About the partition of some reciprocals

Question

Does there exists a partition of the reciprocals $\frac{1}{2}, \frac{1}{3},\cdots,\frac{1}{12}$, into two sets $A$ and $B$ such that $\displaystyle\sum_A\frac{1}{n} -\sum_B\frac{1}{n}=1$?

Answer 1

Let $k=\frac{12!}{7}=1\cdot2\cdot3\cdots6\cdot8\cdots12=68428800$. Notice that $k$ is an integer and $\gcd(k,7)=1$

We could have chosen a smaller $k$, for example $\text{lcm}(1,2,3,\dots,6,8,\dots,12)=3960$, but it really doesn't change anything in the proof and it makes it clearer hopefully what is going on.

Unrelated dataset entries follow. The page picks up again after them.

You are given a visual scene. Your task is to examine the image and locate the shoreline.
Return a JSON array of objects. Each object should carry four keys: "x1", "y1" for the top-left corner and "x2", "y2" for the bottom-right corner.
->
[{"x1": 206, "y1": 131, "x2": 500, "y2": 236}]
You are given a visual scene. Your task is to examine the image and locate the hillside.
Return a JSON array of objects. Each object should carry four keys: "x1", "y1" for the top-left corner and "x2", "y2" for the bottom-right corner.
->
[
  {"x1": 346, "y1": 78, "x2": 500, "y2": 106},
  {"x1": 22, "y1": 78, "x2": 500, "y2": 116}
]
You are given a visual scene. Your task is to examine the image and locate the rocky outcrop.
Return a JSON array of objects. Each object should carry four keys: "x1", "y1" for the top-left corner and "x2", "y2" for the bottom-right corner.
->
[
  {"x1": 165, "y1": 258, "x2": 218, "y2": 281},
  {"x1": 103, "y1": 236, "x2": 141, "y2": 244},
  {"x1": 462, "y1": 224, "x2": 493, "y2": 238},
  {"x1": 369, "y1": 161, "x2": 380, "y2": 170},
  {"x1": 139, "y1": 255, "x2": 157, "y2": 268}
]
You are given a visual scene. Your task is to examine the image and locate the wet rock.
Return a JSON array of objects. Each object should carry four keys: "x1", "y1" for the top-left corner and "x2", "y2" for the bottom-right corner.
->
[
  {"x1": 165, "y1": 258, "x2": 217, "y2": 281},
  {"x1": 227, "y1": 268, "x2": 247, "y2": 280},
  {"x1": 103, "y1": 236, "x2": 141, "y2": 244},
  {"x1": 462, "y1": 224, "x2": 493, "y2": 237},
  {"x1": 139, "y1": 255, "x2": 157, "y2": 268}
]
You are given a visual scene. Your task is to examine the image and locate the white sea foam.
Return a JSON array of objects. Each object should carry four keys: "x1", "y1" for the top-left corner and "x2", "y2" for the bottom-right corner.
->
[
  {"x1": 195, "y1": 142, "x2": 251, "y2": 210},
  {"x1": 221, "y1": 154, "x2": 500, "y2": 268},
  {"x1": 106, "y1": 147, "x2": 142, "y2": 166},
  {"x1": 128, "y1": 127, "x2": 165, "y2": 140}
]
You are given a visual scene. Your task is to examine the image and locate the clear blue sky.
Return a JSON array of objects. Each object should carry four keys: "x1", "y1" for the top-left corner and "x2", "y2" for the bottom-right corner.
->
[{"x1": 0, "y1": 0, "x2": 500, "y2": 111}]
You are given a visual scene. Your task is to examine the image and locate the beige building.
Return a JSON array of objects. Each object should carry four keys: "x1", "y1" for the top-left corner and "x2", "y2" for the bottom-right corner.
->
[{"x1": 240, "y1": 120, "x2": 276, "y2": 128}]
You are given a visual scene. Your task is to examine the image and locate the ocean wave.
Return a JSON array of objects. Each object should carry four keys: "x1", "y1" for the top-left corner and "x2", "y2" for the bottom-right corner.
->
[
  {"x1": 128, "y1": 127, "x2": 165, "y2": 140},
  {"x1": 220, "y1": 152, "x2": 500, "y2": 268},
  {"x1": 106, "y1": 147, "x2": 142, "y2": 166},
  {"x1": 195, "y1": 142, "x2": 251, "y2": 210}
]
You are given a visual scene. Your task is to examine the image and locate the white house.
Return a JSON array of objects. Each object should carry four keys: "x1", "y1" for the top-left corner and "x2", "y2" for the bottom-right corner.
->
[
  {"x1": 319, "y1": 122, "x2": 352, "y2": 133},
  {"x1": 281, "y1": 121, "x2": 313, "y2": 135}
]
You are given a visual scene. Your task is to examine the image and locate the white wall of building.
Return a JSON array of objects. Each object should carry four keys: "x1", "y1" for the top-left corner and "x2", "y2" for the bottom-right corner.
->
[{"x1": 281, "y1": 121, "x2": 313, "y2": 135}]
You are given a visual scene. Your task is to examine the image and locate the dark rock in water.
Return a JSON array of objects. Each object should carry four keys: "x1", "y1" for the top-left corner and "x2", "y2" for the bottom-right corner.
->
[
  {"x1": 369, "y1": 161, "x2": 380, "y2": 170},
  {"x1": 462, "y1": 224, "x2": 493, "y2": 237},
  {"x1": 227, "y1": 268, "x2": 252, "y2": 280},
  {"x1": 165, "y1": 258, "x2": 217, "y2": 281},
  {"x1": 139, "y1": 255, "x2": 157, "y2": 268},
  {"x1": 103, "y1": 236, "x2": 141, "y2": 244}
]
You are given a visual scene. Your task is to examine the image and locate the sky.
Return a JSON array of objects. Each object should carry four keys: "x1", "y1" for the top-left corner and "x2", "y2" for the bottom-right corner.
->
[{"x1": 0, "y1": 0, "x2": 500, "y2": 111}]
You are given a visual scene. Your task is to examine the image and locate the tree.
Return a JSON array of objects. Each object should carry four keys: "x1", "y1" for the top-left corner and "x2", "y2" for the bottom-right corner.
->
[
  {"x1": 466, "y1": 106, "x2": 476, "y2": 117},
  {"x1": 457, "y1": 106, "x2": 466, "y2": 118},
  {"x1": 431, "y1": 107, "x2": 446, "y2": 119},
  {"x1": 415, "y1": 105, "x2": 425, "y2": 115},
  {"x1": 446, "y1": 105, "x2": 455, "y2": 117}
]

Then $k\left(\sum\limits_{A}\frac{1}{n}-\sum\limits_{B}\frac{1}{n}\right)=k$

Moving the term $\frac{k}{7}$ to one side and all other terms to the other side, we have:

$\frac{k}{7}=\pm k\pm\frac{k}{2}\pm\frac{k}{3}\pm\dots\pm\frac{k}{6}\pm\frac{k}{8}\pm\dots\pm\frac{k}{12}$

Each of the numbers on the right an integer so it follows that their sum and difference are as well. (Why?) What about the left side? What does this imply?